The use of digital resources and tools across humanities disciplines is steadily increasing, giving rise to new research paradigms and associated methods that are commonly subsumed under the term digital humanities. Digital humanities does not constitute a new discipline in itself, but rather a new approach to humanities research that cuts across different existing humanities disciplines. While digital humanities extends well beyond language-based research, textual resources and spoken language materials play a central role in most humanities disciplines.

In order to showcase the use of language tools and resources in digital humanities research, the LT4DH (Language Technology for Digital Humanities) workshop was held at COLING 2016 in Osaka, Japan. Discussions focused mainly on the following topics:

  • Case studies of using language technology and/or language resources with the goal of finding new answers to existing research questions in a particular humanities discipline or addressing entirely new research questions.

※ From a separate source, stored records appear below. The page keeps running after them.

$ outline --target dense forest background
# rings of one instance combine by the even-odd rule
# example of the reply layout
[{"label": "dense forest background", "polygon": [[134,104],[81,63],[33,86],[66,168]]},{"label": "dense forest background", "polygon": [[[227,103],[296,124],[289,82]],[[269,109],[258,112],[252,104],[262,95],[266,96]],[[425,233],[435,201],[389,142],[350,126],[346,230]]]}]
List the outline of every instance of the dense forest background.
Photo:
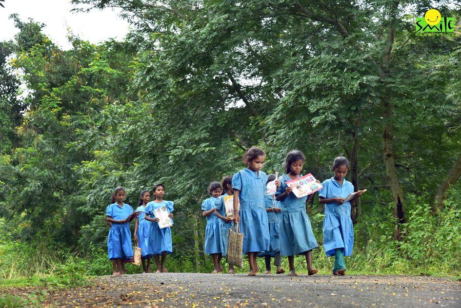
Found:
[{"label": "dense forest background", "polygon": [[[20,31],[0,42],[4,283],[109,273],[113,189],[135,207],[159,182],[175,202],[167,267],[210,270],[200,205],[252,145],[267,173],[302,150],[304,172],[321,181],[349,158],[348,179],[368,189],[352,211],[351,272],[459,275],[459,29],[420,36],[414,25],[432,8],[459,23],[459,3],[72,3],[122,8],[133,28],[97,45],[70,34],[63,50],[41,21],[11,17]],[[321,243],[316,197],[307,209]],[[321,273],[331,262],[314,252]]]}]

  • Case studies of expanding the functionality of existing language processing tools in order to be able to address research questions in digital humanities.

  • The design of new language processing tools as well as annotation tools for spoken and written language, showcasing their use in digital humanities research.

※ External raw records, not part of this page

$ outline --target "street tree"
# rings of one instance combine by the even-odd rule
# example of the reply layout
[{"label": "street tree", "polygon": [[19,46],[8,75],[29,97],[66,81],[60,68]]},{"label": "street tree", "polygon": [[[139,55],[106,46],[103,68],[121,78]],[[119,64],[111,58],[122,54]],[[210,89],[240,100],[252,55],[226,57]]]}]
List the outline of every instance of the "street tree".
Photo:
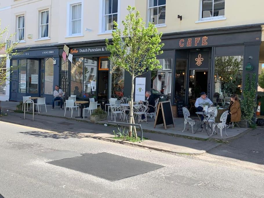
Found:
[{"label": "street tree", "polygon": [[[114,21],[112,43],[110,44],[107,39],[106,43],[107,50],[111,53],[109,59],[113,66],[111,71],[120,67],[128,72],[132,77],[129,122],[132,123],[134,123],[133,111],[134,79],[148,70],[162,68],[156,57],[163,53],[161,49],[164,44],[161,43],[162,33],[158,33],[154,24],[149,23],[146,28],[135,7],[129,6],[127,9],[129,13],[125,17],[125,21],[122,21],[123,30],[118,28],[117,23]],[[136,137],[136,133],[134,132]],[[129,135],[132,136],[132,126],[130,127]]]},{"label": "street tree", "polygon": [[[4,53],[1,53],[0,59],[0,86],[6,84],[6,81],[9,80],[10,74],[12,72],[12,66],[6,69],[6,68],[7,60],[11,59],[12,56],[16,53],[13,50],[18,43],[11,41],[12,37],[15,34],[15,33],[9,34],[8,27],[2,29],[1,28],[1,19],[0,19],[0,51],[4,52]],[[0,103],[0,114],[1,105]]]}]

  • Domain adaptation of rule-based, statistical, or machine-learning models for language processing tools in digital humanities research.

  • Challenges posed for language processing tools when used on diachronic data, language variation data, or literary texts.

  • Showcasing the use of language processing tools in humanities disciplines such as anthropology, gender studies, history, literary studies, philosophy, political science, and theology.

The motivation for this special issue was to provide a means for presenting work in these areas in greater detail. Submission was open to anyone working at the interface of computational linguistics, digital humanities, and social science disciplines. Furthermore, all participants of the LT4DH workshop were invited to submit extended versions of their work.

The collection of articles accepted for publication in this special issue covers a wide range of topics relevant to researchers in the digital humanities. Our main objective for this introduction is to relate the individual contributions to larger, on-going research themes in digital humanities and to highlight the role of natural language tools and resources in each article.

The articles can be grouped into three thematic clusters: text analysis, corpus building, and corpus annotation. The order in which the articles appear follows this grouping, starting with the largest cluster of six articles that address the use of language technology for different aspects of text analysis:

  • Computational Text Analysis within the Humanities: How to Combine Working Practices from the Contributing Fields? by Jonas Kuhn.

  • Dialogue Analysis: A Case Study on the New Testament by Chak Yan Yeung and John Lee.

  • Vector Space Explorations of Literary Language by Andreas van Cranenburgh, Karina van Dalen-Oskam, and Joris van Zundert.

  • Geoparsing Historical and Contemporary Literary Text set in the City of Edinburgh by Beatrice Alex, Claire Grover, Richard Tobin, and Jon Oberlander.

  • Token-based Spelling Variant Detection in Middle Low German Texts by Fabian Barteld, Chris Biemann, and Heike Zinsmeister.

  • Beyond Lexical Frequencies: Using R for Text Analysis in the Digital Humanities by Taylor Arnold, Nicolas Ballier, Paula Lissón, and Lauren Tilton.

The cluster of articles on text analysis begins with a position paper, followed by three use-cases in religious studies, linguistics, and literature, and ends with two articles about NLP tool building. The position paper by Kuhn compares and contrasts the traditional hermeneutics paradigm for humanities research with recent data-driven, computational approaches. On the basis of his own research experience, Kuhn proposes a new methodological framework that tries to bridge these two research paradigms. The article ends with two experimental scenarios that illustrate the use of this new integrative framework. The two scenarios are taken from the domains of corpus linguistics and literary studies.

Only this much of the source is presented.